• Leon Pantenburg | Survival Common Sense

  • SEARCH

Emergency Food

In an emergency, you can live for days without any food, but not without water.  But you’ll have a much better chance of  keeping your wits about you and the energy needed to survive if there is something to snack on.  Your body starts to crave fuel only a few hours after your last meal.

Find a system for carrying lots of water and use it. If you store your hydration system in a freezer you can forget about mold!

With food your body will produce warmth and feed your brain to think.  And don’t forget that gnawing, empty feeling in your stomach that will distract you from remembering common sense survival techniques!

This can happen to the hiker, who is walking his dog along a nature trail when he trips and breaks a leg.  Many have driven home on a typical afternoon commute to find themselves in an earthquake or tornado and must help others in crisis on an empty stomach.

Are you prepared for an emergency or unanticipated disaster right now?

Food :

Eat well before you go out on any outdoor activity, no matter how brief your plan is to be gone….walking, hiking, skiing, recreational vehicles, biking, climbing, hunting, fishing, or any outdoor activity.

Carry compact, high-calorie snacks in your daypack, such as trail mix or jerky.

Take healthy, high nutrition snacks along whenever you go into the wilderness.

An apple or orange will travel well, and provide energy, nutrition and moisture.

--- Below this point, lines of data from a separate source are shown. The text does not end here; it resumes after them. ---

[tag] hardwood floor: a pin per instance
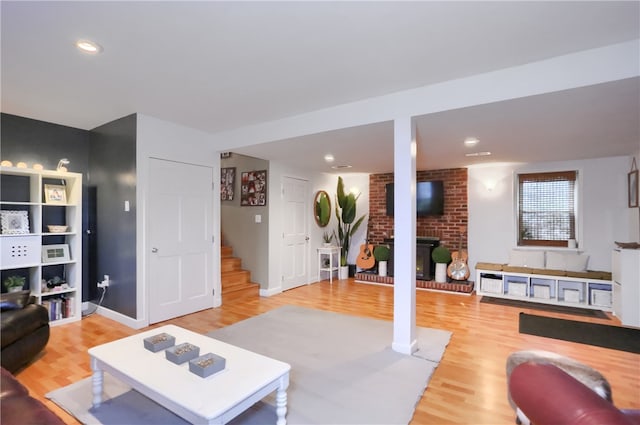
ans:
(468, 387)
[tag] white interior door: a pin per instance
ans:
(295, 225)
(180, 258)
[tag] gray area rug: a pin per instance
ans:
(343, 371)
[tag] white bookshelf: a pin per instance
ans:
(561, 290)
(23, 189)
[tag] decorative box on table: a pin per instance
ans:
(182, 352)
(207, 364)
(159, 342)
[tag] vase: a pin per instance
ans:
(382, 268)
(441, 272)
(343, 272)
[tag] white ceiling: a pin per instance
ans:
(219, 66)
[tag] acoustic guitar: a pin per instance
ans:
(365, 258)
(459, 269)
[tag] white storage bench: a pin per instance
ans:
(588, 289)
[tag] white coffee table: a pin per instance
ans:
(247, 378)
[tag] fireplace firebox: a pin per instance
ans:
(425, 267)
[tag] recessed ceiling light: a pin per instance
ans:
(88, 46)
(470, 142)
(478, 154)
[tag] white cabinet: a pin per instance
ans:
(36, 251)
(626, 286)
(328, 261)
(546, 289)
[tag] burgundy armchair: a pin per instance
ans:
(548, 395)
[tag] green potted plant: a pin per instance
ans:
(327, 238)
(381, 253)
(441, 256)
(14, 283)
(347, 223)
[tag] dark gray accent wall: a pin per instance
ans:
(39, 142)
(113, 176)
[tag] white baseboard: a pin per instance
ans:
(270, 292)
(118, 317)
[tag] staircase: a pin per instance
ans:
(236, 283)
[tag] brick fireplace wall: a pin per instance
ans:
(446, 227)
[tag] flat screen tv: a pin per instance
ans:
(429, 198)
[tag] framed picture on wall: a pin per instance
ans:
(14, 222)
(227, 183)
(633, 188)
(55, 194)
(253, 189)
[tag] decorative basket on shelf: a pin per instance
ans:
(57, 228)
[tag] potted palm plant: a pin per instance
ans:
(441, 256)
(347, 224)
(381, 254)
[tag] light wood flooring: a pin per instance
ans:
(468, 387)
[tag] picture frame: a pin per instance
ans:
(227, 183)
(253, 188)
(55, 253)
(55, 194)
(632, 181)
(14, 222)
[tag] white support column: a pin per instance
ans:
(404, 247)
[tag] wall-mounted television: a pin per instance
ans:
(429, 198)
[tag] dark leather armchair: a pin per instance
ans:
(24, 330)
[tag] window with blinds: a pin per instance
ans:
(547, 204)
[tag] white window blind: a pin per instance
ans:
(547, 208)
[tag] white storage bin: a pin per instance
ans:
(601, 298)
(492, 285)
(572, 295)
(518, 289)
(541, 291)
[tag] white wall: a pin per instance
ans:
(602, 204)
(633, 214)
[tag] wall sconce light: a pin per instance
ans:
(61, 165)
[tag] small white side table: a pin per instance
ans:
(333, 254)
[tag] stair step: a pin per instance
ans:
(228, 264)
(226, 251)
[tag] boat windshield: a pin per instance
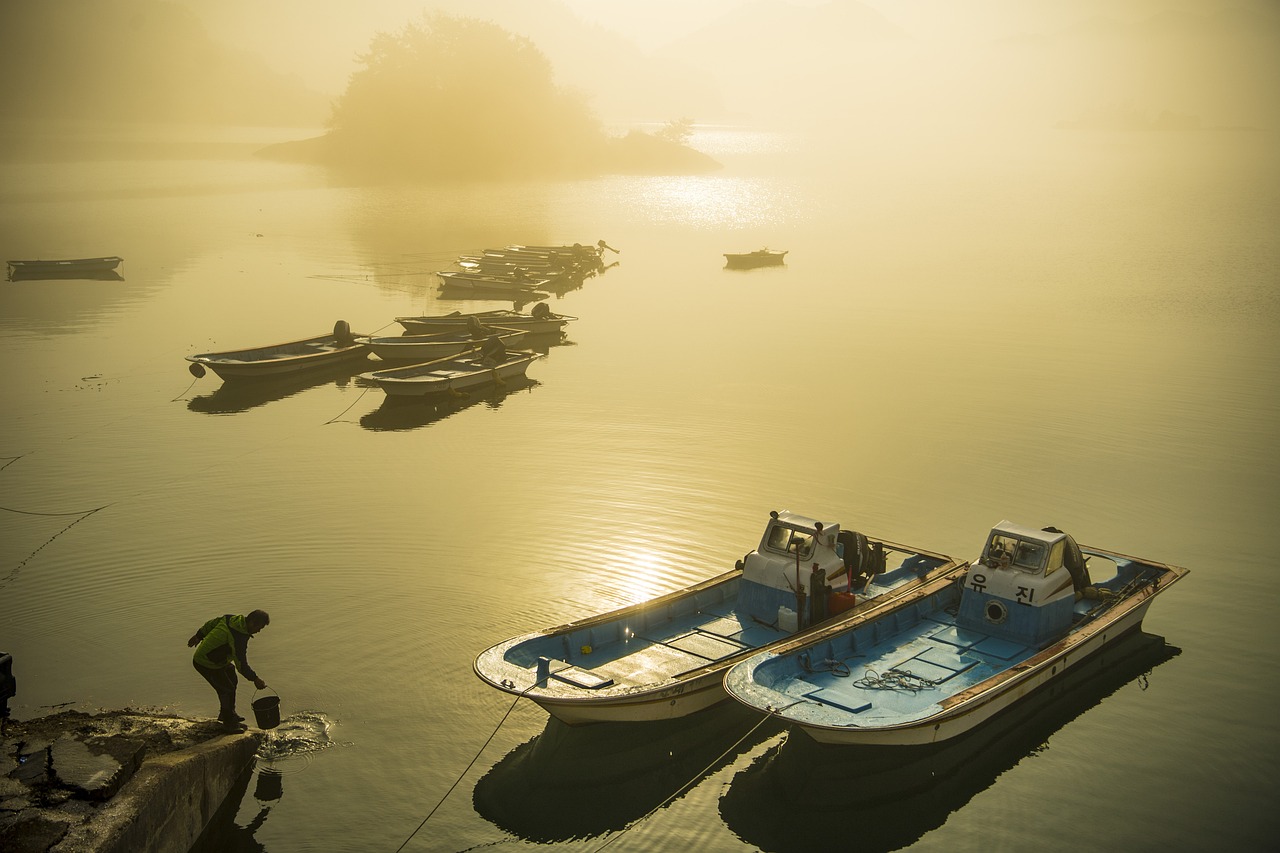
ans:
(1005, 550)
(787, 541)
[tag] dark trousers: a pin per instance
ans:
(223, 682)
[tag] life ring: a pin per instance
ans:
(995, 611)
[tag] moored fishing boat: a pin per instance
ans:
(516, 284)
(759, 258)
(439, 345)
(278, 359)
(539, 320)
(667, 657)
(456, 374)
(952, 653)
(63, 268)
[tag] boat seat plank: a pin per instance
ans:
(704, 646)
(1001, 648)
(958, 637)
(923, 669)
(839, 699)
(946, 660)
(650, 665)
(570, 674)
(726, 626)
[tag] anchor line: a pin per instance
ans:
(467, 769)
(13, 573)
(688, 784)
(348, 407)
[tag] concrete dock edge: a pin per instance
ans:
(168, 802)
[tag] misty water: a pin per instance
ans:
(1056, 328)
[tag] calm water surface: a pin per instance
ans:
(1052, 328)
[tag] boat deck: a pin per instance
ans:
(903, 667)
(659, 644)
(662, 652)
(905, 675)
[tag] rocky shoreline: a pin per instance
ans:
(118, 780)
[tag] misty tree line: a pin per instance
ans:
(457, 96)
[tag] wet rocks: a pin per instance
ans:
(58, 771)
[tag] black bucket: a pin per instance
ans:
(266, 711)
(270, 785)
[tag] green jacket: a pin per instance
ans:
(224, 641)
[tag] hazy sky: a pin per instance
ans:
(319, 39)
(926, 63)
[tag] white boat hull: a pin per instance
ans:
(448, 377)
(988, 703)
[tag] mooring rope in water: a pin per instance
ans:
(895, 679)
(686, 785)
(467, 769)
(82, 515)
(348, 407)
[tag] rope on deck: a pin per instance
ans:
(895, 679)
(467, 769)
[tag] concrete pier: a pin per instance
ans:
(120, 781)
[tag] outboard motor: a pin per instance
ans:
(8, 687)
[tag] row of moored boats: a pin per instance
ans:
(849, 638)
(443, 354)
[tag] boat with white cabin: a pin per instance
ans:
(955, 652)
(330, 350)
(667, 657)
(439, 345)
(539, 320)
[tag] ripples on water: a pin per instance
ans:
(1042, 329)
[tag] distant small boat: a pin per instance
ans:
(952, 653)
(439, 345)
(759, 258)
(539, 320)
(65, 268)
(453, 374)
(278, 359)
(666, 657)
(516, 284)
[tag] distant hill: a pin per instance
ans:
(138, 60)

You can buy commercial energy bars or make your own.

For longer car rides and excursions, always take extra food.  In fact, just keep an emergency food pack, with water, in the car at all times.  Throw in a box some trail mix, meat jerky and energy bars, with bottled water and keep it there.

Water : A good rule of thumb to drink about a gallon of water every day to be fully hydrated, more in extreme conditions.  Many of us don’t drink this much, but we should!

And, when we are planning to be outside the home for short trips, take at least a quart of water to be safe. Take more when you are planning outdoor excursions.  Again, just keep a box of water bottles in the trunk.